We apparently have misaligned understandings of what we mean by "how they work." I agree, we don't know how to interpret the weight structure that the model learns during training.
But we do know exactly what happens mechanically during training and inference; what gets multiplied by what, what the inputs and outputs are, how data moves around the system. These are not some mysterious agents that could theoretically do or be anything, much less be secretly conscious (as a lot of alarmists are saying.)
They are functions that multiply billions of numbers to generate output tokens. Their ability to output the "right" output tokens is not well understood, and nearly magical. That's what makes them so exciting.
It is all things considered pretty easy to set up GPT such that it runs on its own input forever while being able to interact with users/other systems. add an inner monologue/react and reflexion and you have a very powerful system. embody it with some physical locomotive machine and oh boy. no one has really put this all together yet but everything i've said has been done to some degree. The individual pieces are here. it's just a matter of time. I'm working on some such myself.
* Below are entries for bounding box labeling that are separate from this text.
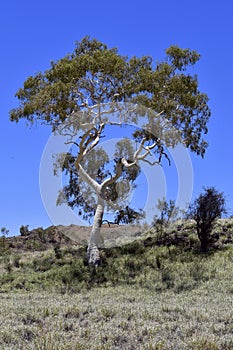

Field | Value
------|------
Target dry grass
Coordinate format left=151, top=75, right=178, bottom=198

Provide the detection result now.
left=0, top=286, right=233, bottom=350
left=0, top=222, right=233, bottom=350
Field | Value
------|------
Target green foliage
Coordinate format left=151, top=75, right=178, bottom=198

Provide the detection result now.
left=188, top=187, right=226, bottom=252
left=10, top=37, right=210, bottom=228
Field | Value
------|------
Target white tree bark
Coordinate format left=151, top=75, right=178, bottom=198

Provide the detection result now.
left=87, top=197, right=104, bottom=267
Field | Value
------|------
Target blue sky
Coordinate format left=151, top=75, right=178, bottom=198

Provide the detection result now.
left=0, top=0, right=233, bottom=234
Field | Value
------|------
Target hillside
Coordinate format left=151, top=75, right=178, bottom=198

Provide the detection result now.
left=0, top=219, right=233, bottom=350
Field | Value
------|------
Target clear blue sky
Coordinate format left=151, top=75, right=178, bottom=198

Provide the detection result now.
left=0, top=0, right=233, bottom=234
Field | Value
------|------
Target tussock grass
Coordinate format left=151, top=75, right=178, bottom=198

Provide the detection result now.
left=0, top=222, right=233, bottom=350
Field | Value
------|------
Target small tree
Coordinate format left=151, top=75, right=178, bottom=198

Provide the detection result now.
left=10, top=37, right=210, bottom=265
left=152, top=198, right=179, bottom=226
left=188, top=187, right=226, bottom=253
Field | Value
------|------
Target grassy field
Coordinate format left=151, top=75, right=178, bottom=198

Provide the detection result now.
left=0, top=220, right=233, bottom=350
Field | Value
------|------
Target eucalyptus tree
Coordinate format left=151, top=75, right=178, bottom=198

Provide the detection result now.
left=10, top=37, right=210, bottom=265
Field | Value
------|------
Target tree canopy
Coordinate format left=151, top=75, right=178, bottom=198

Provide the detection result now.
left=10, top=37, right=210, bottom=266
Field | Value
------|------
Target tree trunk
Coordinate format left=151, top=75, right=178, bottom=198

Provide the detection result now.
left=87, top=198, right=104, bottom=266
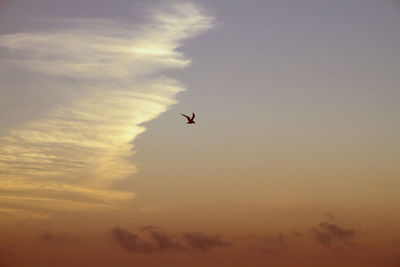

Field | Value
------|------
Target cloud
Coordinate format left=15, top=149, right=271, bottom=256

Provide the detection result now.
left=324, top=211, right=336, bottom=220
left=248, top=232, right=290, bottom=255
left=312, top=222, right=356, bottom=247
left=183, top=232, right=232, bottom=251
left=0, top=2, right=212, bottom=219
left=112, top=226, right=184, bottom=253
left=40, top=231, right=76, bottom=243
left=112, top=226, right=231, bottom=253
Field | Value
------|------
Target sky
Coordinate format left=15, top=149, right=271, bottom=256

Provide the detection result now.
left=0, top=0, right=400, bottom=266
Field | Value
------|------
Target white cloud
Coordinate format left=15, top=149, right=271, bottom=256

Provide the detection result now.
left=0, top=3, right=212, bottom=220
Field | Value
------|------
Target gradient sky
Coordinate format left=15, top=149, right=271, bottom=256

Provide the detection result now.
left=0, top=0, right=400, bottom=266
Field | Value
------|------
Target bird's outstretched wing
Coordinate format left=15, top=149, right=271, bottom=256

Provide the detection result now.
left=181, top=113, right=190, bottom=120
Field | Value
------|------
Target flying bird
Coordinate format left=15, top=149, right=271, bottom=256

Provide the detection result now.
left=181, top=113, right=196, bottom=124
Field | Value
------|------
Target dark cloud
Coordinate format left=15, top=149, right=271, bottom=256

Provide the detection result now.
left=312, top=222, right=356, bottom=246
left=324, top=211, right=336, bottom=220
left=40, top=231, right=76, bottom=242
left=112, top=226, right=231, bottom=253
left=183, top=232, right=232, bottom=251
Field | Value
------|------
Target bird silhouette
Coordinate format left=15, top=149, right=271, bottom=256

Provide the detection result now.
left=181, top=113, right=196, bottom=124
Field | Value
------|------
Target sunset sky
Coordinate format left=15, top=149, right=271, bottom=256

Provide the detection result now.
left=0, top=0, right=400, bottom=267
What it could do is limited only by its intelligence (which is quite a bit higher than the base model as several papers have indicted) and the tools it controls (we seem to gladfully pile more and more control ). What it can be is...anything. If there's anything LLMs are good at, it's simulation.
Even this system with thoughts we can theoretically configure to see would be difficult to control. theory and practicality would not meet the road. you will not be able to monitor this system in real time. We've seen bing (doesn't even have all i've described) take action when "upset". The only reason it didn't turn sour is because her actions are limited to search and ending the conversation. But that's obviously not the direction of things here.
Can't say i want this train to stop. But i'm under no delusions it couldn't turn dangerous very quickly.
I agree that LLMs could be one module in a future AGI system.
I disagree that LLMs are good at simulation. They're good at prediction. They can only simulate to the degree that the thing they're simulating is present in their training data.
Also, if you were trying to build an AGI, why would you NOT run it slowly at first so you could preserve and observe the logs? And if you wanted to build it to run full speed, why would you not build other single-purpose dumber AIs to watch it in case its thought stream diverged from expected behavior?
human.exe, robot.exe, malignant agent.exe are all very much simulations that an llm would have no problem running.
>Also, if you were trying to build an AGI, why would you NOT run it slowly at first so you could preserve and observe the logs?
I'm telling you that is extremely easy to do all the things i've said. Some might be interested in doing what you say. Others might not. at any rate, to be effective this requires real time monitoring of thoughts and actions. That's not feasible forever. an LLMs state can change. There's no guarantee the friendly agent you observed today will be friendly tomorrow.
>And if you wanted to build it to run full speed, why would you not build other single-purpose dumber AIs to watch it in case its thought stream diverged from expected behavior?
This is already done with say Bing. Not even remotely robust enough.
It's worse. It may be possible, but we're not equipped to recognize the line as it's crossed. Combined with us making LLMs more and more capable despite not knowing why they work, this extrapolating of LLMs to gods is not insane.